ドル/円:軍事的緊張が一気に高まり109円台へ

北アジアの軍事的緊張が一気に高まったこの日のマーケットは、ドル/円とクロス円に売りが集中。ドル/円は東京時間に110円台を割ると、先週の米雇用統計前の安値を更新して、6月15日以来の安値となる109.64円まで大きく下落しました。

クロス円も大きく売られ、豪ドル/円は86.28円まで、またユーロ/円は、パリのテロ事件の懸念でユーロ/ドルが下げたこともあり、一時128.43円をつけました。一方、安全通貨とされるスイスフランが買われました。

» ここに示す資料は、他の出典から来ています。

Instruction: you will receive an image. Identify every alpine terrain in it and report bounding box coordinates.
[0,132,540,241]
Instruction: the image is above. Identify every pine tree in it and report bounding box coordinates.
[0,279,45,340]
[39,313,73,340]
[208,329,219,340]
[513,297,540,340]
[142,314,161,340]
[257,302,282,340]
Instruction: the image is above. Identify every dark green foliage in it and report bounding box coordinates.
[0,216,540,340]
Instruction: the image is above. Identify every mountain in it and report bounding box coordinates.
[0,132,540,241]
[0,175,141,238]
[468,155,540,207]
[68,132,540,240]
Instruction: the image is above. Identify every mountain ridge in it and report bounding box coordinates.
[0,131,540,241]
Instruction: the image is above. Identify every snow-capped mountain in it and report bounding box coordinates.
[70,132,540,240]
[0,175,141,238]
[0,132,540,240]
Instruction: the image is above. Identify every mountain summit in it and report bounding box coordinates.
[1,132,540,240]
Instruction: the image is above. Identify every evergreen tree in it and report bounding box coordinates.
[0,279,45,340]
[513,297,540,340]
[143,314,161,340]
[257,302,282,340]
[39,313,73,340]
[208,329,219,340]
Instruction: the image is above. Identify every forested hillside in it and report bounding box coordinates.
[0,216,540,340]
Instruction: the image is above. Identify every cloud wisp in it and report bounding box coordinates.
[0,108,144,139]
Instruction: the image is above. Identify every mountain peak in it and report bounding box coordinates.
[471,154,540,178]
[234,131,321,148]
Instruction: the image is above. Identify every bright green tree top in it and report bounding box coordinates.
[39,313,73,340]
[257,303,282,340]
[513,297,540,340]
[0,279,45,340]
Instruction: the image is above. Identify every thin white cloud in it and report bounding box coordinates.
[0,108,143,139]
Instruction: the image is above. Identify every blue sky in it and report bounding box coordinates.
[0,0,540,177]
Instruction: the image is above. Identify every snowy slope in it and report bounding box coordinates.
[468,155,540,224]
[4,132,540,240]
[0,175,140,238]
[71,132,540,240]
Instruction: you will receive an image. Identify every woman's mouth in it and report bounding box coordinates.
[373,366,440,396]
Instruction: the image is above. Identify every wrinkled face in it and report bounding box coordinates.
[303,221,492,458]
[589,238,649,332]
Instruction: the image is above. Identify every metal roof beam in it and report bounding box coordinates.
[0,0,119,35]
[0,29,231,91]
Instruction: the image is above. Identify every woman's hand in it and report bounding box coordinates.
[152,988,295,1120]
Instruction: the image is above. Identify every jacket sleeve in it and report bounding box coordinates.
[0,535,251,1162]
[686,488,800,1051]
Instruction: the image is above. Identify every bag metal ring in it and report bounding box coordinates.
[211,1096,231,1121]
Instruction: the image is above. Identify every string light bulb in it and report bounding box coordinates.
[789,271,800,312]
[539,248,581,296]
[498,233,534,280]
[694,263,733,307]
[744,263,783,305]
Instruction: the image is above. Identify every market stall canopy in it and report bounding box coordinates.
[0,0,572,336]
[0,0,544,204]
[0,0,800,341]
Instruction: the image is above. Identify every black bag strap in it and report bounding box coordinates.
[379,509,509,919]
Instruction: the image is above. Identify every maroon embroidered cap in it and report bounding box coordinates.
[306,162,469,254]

地政学リスク再燃の原因は、トランプ大統領が北朝鮮の軍事行動を非難する発言をしたことに、北朝鮮が米軍事基地のあるグアム攻撃を検討していると応酬したこと。投資家心理の悪化で日経平均は一時300円以上の大幅下落となりました。

ただ、米国がすぐに軍事行動を開始するとはないとの見方もあり、売り一巡後は110円台まで戻し、その後は110円をはさんで小動きとなりました。終値は、110.046円(前日比-0.296円)。

 

ドル/円1時間足チャート

 

 

今日の見通し

ドル円とクロス円が日本と米欧の金利差拡大を背景に上昇してきた分は、今回の件がダメ押しとなって、すべて消えてしまいました。米欧の金利上昇期待は、6月時点に比べると明らかに後退しているので、新たなサプライズがない限り、この材料でドル/円、クロス円をもう一度買い上げることは難しいでしょう。

北アジアの地政学リスクに関しては、戦争の可能性は常にあります。今後もドル/円の上昇を妨げる要因として存在することになるでしょう。

ドル/円 8時間足[8月8日]

 

明日は東京市場が休みですが、NY時間に7月のCPI(米消費者物価指数)が発表されます。CPIは今年の2月をピークに下げています。米国の「年内利上げなし」という見方が強まっている理由のひとつです。

現在の市場予想は前年+1.8%(前回+1.6%)、前月比+0.2%(前回+0.0%)。しかし、市場予想を上回る結果になれば、この数日のドル安センチメントを反転させるきっかけとなるかもしれません。